03.12.04 (2:49 am)   [edit]
Tonight, before I boarded for the last leg of my journey home, I sat in the Minneapolis terminal and watched as other people’s lives were being played out before me. I found myself transfixed on a father and his son – both German. The father was in his late 30’s and the son was 3-4 years old. The young boy was full of a quiet energy and the father was attentive, yet not overly so. Not understanding a word they were saying to each other, all I could do was observe their behaviors. The connection between the two was undeniable and beautiful. I found myself wondering if I would behave in the same way with my son. I fear I might be over-protective and over-everything. The German father seemed to have just enough involvement and just enough detachment. Is this a skill that is developed? Or a behavior that is innate?

Who are you?

03.12.04 (2:47 am)   [edit]
Dear Son,

What’s in a name? There are as many different reasons behind the naming process as there are names to chose from. When I find you, you will already have a name. Should we change it? And if so, to what? Do we pick a name that has special meaning for us? Or one that has special meaning in general. We can keep your name the same and add a middle name. One of my first thoughts was to name you Miles Christian Sasich. Miles is my middle name and Christian is your papa’s middle name. I hope to know many answers once I look into your eyes – maybe your name will be one of them. I love you.

Daddy

Building Blocks

03.12.04 (2:45 am)   [edit]
Dear Son,

It’s funny how now I want to address all my blog entries to you. My original plans were to use this blog as a place to document my personal journey towards adoption. Ultimately, my plan is to save this blog and share it with you when the time is right. However, it seems evident that your arrival has already been written in the stars and its only a matter of time until you are home with us. One thing I should clarify - this written expression is about what’s going on with me personally. Sometimes, that will include my partner (your papa) and sometimes not. So do not fret if I use the pronoun “I” more often than “we”. Please know that this whole wonderful, exciting and scary process has enveloped both of our hearts and is already changing us and bringing us to where we need to be for your grand entrance!

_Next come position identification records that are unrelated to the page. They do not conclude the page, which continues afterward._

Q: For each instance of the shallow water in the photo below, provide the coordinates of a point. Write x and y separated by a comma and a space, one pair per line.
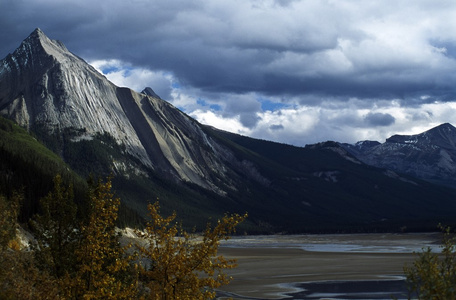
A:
368, 289
354, 243
343, 250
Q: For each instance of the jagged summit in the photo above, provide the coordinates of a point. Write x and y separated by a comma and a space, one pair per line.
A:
155, 150
46, 88
430, 155
443, 136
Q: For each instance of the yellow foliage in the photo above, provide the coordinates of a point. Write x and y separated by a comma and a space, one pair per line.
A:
177, 265
104, 269
433, 275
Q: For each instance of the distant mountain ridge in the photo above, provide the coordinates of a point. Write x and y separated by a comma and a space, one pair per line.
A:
430, 155
156, 151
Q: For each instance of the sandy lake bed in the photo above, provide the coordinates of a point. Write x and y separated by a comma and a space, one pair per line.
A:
278, 267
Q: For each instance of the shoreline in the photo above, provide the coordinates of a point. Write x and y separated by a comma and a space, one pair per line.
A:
276, 272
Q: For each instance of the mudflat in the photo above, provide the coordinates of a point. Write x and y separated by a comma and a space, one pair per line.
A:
268, 272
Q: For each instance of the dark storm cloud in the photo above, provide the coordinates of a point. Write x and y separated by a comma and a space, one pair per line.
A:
379, 119
304, 50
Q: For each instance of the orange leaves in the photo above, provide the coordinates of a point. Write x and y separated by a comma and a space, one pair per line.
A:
180, 265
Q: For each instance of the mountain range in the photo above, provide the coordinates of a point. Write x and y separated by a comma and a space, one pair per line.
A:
156, 151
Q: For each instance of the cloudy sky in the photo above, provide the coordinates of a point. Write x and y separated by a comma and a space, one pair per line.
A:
296, 72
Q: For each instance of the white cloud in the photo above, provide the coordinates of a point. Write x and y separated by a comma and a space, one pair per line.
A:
125, 75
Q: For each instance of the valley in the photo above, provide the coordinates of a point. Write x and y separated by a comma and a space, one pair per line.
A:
281, 267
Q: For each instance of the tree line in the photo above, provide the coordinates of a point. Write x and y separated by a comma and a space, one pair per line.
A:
87, 258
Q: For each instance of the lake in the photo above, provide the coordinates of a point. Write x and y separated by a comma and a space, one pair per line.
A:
349, 266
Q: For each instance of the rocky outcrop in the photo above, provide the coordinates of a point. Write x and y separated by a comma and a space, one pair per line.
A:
430, 155
43, 84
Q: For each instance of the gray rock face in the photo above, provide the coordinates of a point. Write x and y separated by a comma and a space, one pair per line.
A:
43, 84
430, 155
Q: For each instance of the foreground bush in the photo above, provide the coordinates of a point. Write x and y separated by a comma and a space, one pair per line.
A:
433, 275
73, 258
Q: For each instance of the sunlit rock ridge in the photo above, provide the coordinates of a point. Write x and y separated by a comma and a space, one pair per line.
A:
153, 150
43, 84
430, 155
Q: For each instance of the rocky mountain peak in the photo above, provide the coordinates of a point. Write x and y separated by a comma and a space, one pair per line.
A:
443, 136
430, 155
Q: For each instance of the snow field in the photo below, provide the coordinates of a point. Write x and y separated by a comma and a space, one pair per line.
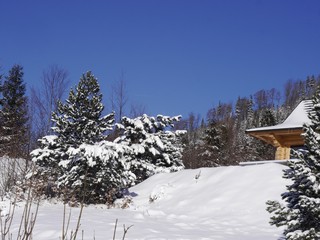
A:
207, 203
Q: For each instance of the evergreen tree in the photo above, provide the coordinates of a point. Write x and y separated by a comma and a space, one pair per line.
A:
13, 115
301, 214
79, 119
65, 159
155, 149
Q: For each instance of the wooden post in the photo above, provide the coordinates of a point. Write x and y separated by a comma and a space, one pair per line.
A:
282, 153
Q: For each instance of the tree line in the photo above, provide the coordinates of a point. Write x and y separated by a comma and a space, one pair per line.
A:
221, 139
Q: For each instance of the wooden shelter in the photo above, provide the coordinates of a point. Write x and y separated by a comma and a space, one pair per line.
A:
286, 135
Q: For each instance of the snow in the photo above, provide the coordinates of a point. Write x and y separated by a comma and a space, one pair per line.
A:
296, 119
207, 203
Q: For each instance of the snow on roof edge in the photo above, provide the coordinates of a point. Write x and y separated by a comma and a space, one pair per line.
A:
295, 120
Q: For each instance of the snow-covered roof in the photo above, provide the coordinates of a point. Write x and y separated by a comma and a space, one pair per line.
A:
296, 119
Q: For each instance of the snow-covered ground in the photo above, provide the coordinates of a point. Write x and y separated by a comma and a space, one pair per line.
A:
207, 203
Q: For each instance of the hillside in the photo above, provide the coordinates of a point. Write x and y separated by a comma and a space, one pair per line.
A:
208, 203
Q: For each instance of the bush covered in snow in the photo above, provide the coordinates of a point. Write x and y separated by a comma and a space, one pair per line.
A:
155, 149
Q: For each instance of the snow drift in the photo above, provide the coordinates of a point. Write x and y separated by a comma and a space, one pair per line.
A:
207, 203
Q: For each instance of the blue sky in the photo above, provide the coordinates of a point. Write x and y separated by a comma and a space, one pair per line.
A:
177, 56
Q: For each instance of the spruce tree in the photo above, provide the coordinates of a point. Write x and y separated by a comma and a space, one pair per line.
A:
300, 216
13, 115
66, 159
79, 119
154, 148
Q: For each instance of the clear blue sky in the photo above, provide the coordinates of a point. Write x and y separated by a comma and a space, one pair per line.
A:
178, 56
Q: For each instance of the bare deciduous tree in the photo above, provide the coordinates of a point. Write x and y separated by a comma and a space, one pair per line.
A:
119, 98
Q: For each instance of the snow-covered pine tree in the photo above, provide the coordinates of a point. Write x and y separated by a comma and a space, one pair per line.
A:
79, 119
155, 148
13, 115
301, 214
77, 122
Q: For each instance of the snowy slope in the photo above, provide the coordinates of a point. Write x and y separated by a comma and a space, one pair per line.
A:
208, 203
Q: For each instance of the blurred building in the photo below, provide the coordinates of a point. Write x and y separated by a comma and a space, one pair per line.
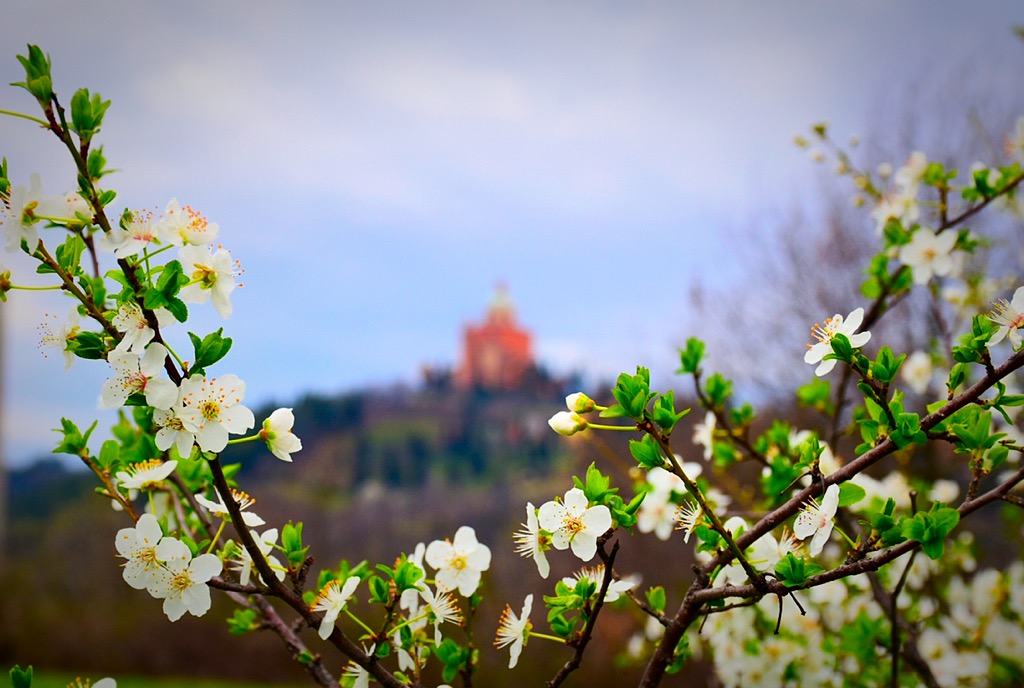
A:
498, 353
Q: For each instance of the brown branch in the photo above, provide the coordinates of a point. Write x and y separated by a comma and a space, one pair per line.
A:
289, 596
588, 632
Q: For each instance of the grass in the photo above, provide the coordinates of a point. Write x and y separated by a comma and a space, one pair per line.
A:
58, 680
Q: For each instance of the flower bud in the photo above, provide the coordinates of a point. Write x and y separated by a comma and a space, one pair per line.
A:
5, 285
567, 423
580, 402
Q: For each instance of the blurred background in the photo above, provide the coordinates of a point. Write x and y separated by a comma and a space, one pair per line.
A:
603, 179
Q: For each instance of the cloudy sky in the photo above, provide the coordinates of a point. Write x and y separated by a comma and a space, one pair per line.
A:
378, 167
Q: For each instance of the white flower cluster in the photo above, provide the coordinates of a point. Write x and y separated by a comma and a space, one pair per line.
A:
987, 608
164, 566
569, 523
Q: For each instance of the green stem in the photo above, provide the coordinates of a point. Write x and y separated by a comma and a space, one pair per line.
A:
621, 428
242, 440
53, 288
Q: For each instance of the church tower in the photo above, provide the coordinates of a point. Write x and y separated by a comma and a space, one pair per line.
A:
497, 353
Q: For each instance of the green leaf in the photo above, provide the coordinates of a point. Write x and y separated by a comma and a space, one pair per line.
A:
74, 442
209, 350
37, 76
690, 357
646, 452
930, 528
87, 113
850, 493
795, 571
291, 541
69, 254
110, 454
656, 598
379, 590
242, 621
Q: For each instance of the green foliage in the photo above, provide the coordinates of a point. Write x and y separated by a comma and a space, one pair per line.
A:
209, 350
972, 347
664, 413
931, 527
37, 76
243, 621
656, 598
291, 542
165, 293
632, 393
863, 636
690, 357
73, 441
454, 656
886, 366
87, 113
816, 394
646, 452
888, 529
850, 492
795, 571
20, 678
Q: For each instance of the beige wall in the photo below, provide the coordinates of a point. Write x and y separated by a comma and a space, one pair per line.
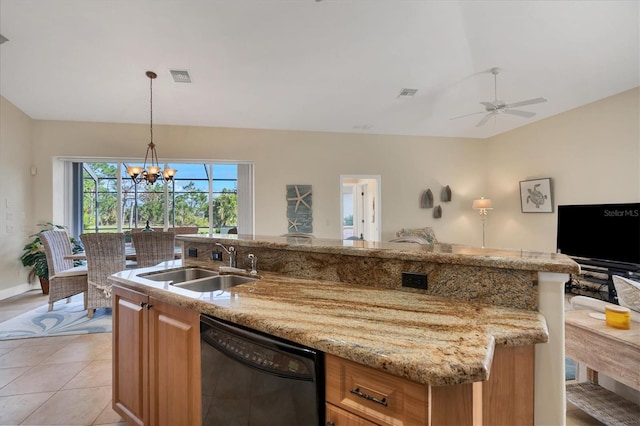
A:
407, 165
591, 153
16, 196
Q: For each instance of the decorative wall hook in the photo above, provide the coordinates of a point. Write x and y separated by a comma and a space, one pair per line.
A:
445, 195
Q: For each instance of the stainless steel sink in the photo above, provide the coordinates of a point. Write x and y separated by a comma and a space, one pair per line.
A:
220, 282
180, 275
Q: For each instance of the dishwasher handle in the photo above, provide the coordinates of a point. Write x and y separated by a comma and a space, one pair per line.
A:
259, 351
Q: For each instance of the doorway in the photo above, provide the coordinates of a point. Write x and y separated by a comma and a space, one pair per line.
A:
359, 207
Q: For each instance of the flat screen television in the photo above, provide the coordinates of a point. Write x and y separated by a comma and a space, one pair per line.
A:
601, 232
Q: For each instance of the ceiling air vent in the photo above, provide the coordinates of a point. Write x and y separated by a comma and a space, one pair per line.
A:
180, 76
407, 93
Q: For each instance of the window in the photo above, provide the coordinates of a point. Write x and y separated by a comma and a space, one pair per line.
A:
203, 195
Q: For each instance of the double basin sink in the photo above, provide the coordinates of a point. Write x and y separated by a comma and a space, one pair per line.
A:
198, 279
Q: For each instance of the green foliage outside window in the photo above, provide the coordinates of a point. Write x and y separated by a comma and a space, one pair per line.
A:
188, 206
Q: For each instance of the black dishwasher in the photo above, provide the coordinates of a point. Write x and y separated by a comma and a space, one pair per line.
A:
250, 378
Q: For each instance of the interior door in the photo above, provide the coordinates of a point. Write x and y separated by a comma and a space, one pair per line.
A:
360, 214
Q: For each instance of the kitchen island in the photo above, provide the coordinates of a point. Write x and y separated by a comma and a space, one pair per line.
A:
430, 339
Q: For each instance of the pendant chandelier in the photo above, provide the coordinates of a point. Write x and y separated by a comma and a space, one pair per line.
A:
153, 172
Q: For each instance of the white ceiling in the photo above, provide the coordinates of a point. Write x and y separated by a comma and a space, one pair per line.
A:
332, 65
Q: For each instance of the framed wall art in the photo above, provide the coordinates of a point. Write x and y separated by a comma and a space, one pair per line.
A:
536, 196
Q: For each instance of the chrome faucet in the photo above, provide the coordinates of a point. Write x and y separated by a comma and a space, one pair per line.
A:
231, 251
254, 260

Right now, I am sitting in the airport in Boise, Idaho waiting to board the first of 2 planes that will return me to Miami. My work takes me all over the United States. While I am fortunate to be able to travel and see so much of our country, it sure has given me a greater appreciation for “home”. Speaking of which, upon your arrival, I will be taking a break from work, so we can get to know each other and so I can devote all energy and time into loving and caring for you. I imagine you may experience some loneliness and anxiety over the next few months, but I know your heart can hear mine. Listen as I send comfort and listen as I send love. There is a world of wonder waiting for you with all the building blocks you need to make your dreams come true.